Figure 4: Plot of coprostanol/(coprostanol + cholestanol) ratios against coprostanol/cholesterol ratios for all sedimentary core samples that presented quantifiable concentration of these sterols. The lines inside the graph represent the regions that are considered contaminated or uncontaminated by the diagnostic ratios.

Although some samples presented concentration of coprostanol higher than the threshold value and diagnostic ratios that indicate contamination by domestic sewage to the estuarine system, these results suggest a moderate input once concentration of coprostanol higher than 500 ng/g and coprostanol/(coprostanol + cholestanol) ratio higher than 0.7 are found for environments submitted to accentuated input.

4. Conclusions

In summary, this is the first study that assessed sterol and triterpenol biomarkers in sedimentary cores of the Cananéia-Iguape estuarine-lagoonal system.
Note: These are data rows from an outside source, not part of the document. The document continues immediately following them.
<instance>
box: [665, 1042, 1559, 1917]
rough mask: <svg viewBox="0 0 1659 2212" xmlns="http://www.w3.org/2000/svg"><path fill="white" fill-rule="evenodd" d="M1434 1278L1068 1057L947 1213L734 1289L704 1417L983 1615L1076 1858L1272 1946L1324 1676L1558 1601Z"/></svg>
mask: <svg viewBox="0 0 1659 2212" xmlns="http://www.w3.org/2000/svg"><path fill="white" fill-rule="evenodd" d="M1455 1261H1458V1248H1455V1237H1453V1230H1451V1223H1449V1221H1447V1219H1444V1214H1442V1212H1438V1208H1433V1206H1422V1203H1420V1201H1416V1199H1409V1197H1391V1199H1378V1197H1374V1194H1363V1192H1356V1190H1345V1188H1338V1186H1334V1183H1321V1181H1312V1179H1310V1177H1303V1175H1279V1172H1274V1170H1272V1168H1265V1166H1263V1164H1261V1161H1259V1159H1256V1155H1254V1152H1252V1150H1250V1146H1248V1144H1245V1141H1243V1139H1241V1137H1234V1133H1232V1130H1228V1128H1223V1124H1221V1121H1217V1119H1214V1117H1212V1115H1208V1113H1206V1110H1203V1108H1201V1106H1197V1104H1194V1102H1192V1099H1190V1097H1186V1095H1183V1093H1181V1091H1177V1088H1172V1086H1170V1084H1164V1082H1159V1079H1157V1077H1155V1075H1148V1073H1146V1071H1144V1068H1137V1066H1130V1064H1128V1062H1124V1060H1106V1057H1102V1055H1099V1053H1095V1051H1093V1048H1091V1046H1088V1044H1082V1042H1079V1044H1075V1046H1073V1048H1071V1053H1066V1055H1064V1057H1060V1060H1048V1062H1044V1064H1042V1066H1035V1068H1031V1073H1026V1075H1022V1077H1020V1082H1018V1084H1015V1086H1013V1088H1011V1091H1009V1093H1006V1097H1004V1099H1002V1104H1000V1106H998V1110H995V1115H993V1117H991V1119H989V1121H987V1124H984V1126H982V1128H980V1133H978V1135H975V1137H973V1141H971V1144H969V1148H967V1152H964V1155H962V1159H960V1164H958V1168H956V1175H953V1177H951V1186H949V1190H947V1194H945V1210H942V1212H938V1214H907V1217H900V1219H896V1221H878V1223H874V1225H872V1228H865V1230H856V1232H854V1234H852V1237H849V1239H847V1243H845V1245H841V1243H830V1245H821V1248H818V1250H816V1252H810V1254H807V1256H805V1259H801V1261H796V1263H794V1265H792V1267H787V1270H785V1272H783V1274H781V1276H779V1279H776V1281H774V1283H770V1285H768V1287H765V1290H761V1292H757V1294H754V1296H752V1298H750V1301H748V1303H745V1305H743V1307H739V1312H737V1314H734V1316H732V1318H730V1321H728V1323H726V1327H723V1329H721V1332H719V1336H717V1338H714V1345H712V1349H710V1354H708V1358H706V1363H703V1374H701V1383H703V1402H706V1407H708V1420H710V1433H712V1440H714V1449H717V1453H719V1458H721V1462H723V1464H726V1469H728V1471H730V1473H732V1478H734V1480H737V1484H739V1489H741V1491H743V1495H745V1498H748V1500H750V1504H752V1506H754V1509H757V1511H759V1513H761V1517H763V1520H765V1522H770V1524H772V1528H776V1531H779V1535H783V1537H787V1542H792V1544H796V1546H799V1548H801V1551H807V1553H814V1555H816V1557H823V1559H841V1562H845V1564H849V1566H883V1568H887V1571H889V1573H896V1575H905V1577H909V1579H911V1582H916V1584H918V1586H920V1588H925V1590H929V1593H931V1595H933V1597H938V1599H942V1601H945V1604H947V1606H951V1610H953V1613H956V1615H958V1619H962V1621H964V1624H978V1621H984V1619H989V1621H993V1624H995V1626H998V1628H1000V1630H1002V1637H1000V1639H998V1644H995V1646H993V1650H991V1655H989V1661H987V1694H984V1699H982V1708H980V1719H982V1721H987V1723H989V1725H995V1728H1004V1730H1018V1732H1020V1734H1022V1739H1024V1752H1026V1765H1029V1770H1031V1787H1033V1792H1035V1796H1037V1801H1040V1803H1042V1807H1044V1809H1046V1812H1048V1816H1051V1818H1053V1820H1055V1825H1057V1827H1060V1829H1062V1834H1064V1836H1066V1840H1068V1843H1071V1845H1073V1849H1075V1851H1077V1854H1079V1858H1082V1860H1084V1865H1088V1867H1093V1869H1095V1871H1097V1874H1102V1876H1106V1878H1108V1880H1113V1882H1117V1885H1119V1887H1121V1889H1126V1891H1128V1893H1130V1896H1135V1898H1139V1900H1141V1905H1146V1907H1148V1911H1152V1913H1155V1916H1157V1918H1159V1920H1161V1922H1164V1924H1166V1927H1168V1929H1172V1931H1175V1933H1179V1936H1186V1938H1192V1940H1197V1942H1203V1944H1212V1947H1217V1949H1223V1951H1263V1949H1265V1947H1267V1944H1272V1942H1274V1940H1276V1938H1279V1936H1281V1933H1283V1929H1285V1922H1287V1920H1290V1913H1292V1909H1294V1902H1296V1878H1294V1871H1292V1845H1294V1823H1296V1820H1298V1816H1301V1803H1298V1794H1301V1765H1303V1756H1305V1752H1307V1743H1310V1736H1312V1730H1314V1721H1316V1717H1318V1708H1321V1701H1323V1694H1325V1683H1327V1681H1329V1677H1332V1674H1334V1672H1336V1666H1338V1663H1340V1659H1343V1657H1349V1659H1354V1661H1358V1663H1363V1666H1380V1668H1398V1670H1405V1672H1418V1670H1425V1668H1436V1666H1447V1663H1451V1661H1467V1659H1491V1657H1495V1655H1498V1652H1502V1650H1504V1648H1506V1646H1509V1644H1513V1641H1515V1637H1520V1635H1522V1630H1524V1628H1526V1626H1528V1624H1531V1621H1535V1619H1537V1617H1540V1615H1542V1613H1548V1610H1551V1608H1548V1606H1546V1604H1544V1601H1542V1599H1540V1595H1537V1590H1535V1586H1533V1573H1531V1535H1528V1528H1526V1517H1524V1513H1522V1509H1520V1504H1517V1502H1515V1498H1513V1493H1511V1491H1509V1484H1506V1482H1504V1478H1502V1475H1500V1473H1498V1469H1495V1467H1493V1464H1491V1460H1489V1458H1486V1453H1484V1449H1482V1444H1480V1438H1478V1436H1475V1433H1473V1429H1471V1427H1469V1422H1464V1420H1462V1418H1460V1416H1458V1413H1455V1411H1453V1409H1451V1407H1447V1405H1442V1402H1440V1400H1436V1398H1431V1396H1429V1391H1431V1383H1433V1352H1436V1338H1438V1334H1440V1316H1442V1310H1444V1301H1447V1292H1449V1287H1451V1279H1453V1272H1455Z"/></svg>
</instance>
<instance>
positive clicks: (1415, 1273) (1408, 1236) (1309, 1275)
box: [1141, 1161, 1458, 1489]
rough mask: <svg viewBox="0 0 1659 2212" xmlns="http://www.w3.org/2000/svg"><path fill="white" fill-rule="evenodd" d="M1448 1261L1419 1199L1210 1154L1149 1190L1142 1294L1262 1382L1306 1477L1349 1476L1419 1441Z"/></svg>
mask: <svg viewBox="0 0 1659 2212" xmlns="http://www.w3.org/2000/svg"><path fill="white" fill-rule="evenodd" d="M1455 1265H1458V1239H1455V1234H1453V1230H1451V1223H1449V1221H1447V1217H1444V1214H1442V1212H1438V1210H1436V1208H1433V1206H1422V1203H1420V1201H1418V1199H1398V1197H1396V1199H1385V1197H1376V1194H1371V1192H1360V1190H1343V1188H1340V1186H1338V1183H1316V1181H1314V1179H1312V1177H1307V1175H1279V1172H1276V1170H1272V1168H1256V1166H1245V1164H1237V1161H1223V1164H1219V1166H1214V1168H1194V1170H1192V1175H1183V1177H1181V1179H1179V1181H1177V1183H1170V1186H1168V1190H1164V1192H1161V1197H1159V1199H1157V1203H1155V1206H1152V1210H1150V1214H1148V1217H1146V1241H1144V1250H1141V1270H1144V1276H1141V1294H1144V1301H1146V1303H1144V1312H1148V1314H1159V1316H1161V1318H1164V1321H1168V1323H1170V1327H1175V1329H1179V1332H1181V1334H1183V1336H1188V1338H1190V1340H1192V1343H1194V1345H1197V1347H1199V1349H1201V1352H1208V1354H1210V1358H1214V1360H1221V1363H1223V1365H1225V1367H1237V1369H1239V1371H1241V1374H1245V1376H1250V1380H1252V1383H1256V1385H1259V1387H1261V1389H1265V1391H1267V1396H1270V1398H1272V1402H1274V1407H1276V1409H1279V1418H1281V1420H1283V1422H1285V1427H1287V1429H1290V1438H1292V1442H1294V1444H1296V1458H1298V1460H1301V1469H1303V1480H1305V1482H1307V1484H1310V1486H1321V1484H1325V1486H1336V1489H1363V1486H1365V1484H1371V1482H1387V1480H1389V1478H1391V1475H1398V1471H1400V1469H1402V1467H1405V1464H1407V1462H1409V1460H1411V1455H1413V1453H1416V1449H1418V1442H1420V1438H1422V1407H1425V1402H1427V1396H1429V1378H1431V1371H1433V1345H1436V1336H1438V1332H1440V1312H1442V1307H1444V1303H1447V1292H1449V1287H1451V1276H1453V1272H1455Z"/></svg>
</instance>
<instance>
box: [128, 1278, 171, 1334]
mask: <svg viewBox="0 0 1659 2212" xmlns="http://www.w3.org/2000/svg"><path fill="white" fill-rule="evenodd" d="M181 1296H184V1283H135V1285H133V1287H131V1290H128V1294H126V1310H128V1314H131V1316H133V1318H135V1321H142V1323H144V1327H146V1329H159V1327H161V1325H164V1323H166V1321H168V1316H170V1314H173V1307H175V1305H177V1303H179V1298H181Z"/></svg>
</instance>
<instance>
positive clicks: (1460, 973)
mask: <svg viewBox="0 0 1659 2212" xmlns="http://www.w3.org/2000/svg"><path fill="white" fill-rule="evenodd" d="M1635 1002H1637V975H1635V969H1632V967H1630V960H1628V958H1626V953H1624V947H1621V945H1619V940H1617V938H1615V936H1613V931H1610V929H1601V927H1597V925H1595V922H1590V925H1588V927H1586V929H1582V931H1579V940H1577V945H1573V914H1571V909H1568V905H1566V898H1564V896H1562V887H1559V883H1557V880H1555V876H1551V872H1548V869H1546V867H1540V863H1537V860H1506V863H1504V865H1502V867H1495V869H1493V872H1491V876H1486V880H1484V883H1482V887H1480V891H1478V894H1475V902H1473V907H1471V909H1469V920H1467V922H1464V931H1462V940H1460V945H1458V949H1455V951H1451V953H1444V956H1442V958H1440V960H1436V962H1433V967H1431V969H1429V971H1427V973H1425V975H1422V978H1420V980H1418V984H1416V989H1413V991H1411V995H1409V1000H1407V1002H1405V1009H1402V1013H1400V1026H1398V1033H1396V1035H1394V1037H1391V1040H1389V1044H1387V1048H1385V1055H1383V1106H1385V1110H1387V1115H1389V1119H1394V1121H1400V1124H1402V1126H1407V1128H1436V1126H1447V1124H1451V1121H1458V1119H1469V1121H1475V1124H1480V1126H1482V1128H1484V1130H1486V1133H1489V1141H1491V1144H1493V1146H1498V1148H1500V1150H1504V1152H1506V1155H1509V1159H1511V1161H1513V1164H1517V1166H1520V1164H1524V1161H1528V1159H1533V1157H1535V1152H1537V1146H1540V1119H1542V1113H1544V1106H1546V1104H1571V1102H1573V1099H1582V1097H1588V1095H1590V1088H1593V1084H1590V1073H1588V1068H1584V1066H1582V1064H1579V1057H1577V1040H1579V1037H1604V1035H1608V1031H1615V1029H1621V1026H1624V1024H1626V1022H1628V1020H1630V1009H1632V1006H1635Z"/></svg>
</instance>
Typical distribution of sterols and triterpenols was observed for each region of the study area. The region near the Ribeira de Iguape River is mainly submitted to OM of its freshwater outflow, presenting biomarkers of higher plants, aquatic plants, and plankton production. As pointed by coprostanol/(coprostanol + cholestanol) and coprostanol/cholesterol ratios and the absolute concentrations of coprostanol, this area also presented a moderate sewage input as a consequence of the proximity to Iguape city. The south region is characterized by a strong input of OM from surrounding vegetation, mainly mangroves, as revealed by the high proportions of -sitosterol and -amyrin. At the same time, all regions submitted to seawater inflow present a higher contribution of cholesterol, mainly in the first cm. Therefore, the assessment of sterols and triterpenols by UHPLC-MS/MS gave us insights into source, transport, and deposition of OM in the Cananéia-Iguape estuarine-lagoonal system.

Competing Interests

The authors declare that they have no competing interests.